AUTH_ICON accepts the literal value google (built-in glyph) or any URL pointing to a PNG / SVG.


Sessions

Sessions are persisted in Postgres (sessions table). Cookies are:

  • HttpOnly (no JS access)
  • SameSite=Lax (mitigates CSRF for cross-site GETs)
  • Secure (only when FRONTEND_URL starts with https://)
  • 14-day rolling lifetime — every authenticated request bumps the expiry

Active sessions UI

The profile-button dropdown exposes Active sessions — opens a modal listing every device currently signed in (UA-based icon, IP address, last seen). The user can revoke any session from there; the affected device is forced to re-sign-in on its next request.

Forced sign-out

A user can be force-signed-out everywhere by deleting their rows from the sessions table:

DELETE FROM sessions WHERE user_id = (SELECT id FROM users WHERE email = '...');

The next request from any of their tabs receives a 401, and the frontend redirects to /log-in.


Troubleshooting

Symptom Likely cause
OAuth callback returns 400 redirect_uri_mismatch The redirect URI in your IdP doesn't match ${FRONTEND_URL}/auth/callback exactly — including scheme and trailing slash.
Sign-in succeeds but you land back on /log-in Check Set-Cookie is actually being set.
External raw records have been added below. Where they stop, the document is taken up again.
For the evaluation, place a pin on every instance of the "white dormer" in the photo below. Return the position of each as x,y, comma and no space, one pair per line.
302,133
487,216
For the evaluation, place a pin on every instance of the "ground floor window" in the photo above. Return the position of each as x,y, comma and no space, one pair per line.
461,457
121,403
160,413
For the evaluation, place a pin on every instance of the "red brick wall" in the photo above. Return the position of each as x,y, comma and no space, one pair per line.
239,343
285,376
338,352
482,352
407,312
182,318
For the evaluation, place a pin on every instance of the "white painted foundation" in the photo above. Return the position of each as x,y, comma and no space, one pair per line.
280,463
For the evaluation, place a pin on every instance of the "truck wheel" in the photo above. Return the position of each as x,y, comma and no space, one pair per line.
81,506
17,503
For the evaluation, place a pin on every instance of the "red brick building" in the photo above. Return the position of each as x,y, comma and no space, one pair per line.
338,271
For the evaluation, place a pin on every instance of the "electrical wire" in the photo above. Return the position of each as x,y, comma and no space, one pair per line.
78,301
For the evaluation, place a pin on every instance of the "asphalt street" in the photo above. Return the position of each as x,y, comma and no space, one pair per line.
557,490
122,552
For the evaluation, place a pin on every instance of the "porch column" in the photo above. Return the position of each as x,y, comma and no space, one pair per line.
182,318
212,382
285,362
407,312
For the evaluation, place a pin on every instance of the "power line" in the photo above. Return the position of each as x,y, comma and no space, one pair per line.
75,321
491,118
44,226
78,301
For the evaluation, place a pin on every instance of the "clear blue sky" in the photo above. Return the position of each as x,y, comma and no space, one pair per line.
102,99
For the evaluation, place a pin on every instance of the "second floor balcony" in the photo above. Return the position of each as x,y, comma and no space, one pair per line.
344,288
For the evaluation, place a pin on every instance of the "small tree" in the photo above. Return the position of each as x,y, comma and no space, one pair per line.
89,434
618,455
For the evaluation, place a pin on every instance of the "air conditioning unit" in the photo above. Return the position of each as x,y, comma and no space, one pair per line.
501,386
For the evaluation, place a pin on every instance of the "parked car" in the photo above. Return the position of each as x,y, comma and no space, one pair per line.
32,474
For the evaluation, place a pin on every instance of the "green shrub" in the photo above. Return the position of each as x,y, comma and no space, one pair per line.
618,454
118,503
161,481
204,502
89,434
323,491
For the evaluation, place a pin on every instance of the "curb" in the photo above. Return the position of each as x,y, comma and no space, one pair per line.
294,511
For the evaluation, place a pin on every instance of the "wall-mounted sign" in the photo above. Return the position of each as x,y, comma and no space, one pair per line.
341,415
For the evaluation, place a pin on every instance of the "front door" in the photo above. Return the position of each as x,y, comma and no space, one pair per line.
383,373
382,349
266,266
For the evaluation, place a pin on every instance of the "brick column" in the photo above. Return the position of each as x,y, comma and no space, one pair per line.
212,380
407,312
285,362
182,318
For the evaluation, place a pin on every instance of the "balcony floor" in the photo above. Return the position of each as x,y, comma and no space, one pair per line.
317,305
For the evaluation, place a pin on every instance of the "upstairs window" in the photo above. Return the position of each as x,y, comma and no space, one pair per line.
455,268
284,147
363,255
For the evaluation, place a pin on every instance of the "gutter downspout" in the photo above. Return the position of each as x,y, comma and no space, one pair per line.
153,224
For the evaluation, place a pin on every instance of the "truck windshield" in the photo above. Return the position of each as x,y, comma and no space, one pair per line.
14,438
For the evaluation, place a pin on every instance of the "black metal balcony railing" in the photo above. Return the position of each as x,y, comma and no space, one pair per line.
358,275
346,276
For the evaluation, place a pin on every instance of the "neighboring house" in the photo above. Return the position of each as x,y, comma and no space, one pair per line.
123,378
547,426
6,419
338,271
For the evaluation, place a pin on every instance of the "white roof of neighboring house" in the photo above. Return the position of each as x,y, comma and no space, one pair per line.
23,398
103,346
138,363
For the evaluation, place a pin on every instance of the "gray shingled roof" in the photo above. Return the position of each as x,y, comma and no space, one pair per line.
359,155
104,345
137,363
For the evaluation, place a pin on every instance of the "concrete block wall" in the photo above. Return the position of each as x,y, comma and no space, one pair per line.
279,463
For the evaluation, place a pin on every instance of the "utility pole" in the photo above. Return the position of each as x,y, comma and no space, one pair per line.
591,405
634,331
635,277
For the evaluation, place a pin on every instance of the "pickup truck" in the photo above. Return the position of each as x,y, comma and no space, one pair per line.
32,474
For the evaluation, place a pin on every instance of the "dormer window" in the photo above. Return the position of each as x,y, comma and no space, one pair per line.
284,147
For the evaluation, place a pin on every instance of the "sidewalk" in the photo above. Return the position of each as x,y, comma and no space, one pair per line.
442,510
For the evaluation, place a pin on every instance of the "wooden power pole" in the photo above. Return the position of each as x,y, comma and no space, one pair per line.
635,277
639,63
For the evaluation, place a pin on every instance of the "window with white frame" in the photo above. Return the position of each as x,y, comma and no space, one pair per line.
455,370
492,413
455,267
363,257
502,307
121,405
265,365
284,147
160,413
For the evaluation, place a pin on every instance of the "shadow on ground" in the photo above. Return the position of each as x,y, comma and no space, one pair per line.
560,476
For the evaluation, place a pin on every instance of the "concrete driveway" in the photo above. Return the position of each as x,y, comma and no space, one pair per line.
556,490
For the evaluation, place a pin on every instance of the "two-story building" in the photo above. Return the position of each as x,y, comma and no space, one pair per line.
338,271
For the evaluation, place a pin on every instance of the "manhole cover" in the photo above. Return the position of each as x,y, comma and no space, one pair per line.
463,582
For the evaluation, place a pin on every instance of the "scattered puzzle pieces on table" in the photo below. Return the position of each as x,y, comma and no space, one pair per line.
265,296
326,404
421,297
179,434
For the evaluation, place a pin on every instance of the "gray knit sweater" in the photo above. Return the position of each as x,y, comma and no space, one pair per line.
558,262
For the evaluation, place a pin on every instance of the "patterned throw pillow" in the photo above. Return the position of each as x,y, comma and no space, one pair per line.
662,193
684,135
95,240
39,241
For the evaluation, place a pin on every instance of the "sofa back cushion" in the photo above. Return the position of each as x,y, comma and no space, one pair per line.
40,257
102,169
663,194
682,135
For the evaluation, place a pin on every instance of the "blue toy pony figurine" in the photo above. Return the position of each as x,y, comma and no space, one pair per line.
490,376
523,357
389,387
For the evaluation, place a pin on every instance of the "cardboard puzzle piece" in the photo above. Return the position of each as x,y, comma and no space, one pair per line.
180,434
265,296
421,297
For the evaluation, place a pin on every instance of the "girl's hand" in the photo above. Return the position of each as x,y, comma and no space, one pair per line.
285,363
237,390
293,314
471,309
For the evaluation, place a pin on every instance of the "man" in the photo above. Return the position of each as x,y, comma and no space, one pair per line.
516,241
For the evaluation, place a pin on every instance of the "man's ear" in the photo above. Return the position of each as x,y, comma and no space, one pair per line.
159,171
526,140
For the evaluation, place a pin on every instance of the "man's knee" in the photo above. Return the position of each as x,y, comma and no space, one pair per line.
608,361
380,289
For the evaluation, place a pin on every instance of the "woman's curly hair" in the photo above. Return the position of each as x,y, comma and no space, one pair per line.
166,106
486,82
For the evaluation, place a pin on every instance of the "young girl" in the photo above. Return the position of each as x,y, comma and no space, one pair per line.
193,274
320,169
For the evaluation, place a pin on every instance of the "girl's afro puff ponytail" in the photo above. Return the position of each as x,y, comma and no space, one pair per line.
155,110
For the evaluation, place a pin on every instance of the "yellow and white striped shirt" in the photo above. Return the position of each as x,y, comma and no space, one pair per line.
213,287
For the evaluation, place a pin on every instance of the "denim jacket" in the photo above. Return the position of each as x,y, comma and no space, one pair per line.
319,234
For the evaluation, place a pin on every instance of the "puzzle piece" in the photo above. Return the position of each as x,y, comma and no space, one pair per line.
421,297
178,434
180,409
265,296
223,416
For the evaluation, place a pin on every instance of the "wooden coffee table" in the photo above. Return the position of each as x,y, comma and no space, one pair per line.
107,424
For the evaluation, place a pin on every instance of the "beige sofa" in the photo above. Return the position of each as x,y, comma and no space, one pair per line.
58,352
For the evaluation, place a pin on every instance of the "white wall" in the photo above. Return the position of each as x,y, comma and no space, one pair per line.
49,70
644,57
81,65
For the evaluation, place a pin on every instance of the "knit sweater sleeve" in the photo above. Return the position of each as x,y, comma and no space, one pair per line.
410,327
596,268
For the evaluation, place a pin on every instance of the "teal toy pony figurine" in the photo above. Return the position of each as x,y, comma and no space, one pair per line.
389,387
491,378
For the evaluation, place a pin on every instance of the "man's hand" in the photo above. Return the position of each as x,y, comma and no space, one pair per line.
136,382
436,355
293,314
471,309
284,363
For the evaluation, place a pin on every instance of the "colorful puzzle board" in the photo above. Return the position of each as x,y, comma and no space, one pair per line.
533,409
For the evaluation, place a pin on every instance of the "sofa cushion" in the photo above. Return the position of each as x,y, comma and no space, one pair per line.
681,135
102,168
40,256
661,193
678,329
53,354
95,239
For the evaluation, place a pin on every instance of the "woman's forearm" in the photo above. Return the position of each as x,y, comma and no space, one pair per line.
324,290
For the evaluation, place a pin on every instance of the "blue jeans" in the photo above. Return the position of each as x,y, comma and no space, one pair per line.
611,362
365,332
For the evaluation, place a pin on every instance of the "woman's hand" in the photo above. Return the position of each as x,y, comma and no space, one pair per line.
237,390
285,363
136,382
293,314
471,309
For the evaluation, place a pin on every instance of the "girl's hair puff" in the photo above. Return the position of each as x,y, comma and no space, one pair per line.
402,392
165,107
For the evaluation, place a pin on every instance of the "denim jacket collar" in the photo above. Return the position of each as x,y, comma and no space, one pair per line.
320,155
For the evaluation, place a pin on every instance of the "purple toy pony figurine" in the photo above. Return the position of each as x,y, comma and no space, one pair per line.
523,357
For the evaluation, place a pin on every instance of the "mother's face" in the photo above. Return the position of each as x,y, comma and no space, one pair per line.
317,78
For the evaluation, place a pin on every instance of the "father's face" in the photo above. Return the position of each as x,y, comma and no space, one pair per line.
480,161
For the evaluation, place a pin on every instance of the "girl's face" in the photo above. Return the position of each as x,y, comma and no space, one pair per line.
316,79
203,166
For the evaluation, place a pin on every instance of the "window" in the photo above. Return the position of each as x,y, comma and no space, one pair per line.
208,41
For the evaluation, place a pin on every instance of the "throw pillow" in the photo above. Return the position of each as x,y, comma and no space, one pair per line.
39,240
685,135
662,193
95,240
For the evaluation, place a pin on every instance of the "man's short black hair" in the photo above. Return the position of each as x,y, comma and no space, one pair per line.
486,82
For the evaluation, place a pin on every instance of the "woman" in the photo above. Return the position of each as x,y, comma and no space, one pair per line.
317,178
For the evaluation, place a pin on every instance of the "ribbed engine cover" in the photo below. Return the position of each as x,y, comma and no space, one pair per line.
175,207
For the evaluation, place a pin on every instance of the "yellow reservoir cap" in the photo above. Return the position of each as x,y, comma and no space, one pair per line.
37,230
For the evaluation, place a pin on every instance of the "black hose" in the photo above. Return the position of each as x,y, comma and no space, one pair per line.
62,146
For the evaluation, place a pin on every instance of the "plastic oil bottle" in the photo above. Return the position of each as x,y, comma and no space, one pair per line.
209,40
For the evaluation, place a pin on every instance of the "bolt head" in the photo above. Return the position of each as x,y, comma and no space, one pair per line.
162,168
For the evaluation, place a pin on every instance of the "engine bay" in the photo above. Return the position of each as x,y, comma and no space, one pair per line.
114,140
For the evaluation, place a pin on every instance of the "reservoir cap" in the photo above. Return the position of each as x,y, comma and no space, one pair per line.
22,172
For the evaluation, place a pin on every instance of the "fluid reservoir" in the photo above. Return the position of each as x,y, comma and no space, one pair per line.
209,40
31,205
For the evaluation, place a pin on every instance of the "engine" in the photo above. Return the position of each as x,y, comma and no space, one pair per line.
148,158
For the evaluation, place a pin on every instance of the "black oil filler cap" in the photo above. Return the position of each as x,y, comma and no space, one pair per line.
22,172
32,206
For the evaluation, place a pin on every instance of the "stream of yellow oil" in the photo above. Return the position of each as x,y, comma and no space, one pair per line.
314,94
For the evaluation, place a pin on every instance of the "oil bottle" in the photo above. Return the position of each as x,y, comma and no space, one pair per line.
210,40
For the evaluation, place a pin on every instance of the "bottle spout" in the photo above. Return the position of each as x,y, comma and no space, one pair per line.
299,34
In production this requires https:// for Secure cookies; with HTTP, set FRONTEND_URL=http://... and the cookie will drop the Secure flag.
Failed to fetch OIDC discovery document in logs AUTH_ISSUER (+ optional AUTH_ISSUER_BASE_PATH) doesn't resolve to a /.well-known/openid-configuration. Try opening it in your browser.
invalid_client from the IdP Client ID or secret is wrong, or the client is configured for a different redirect_uri.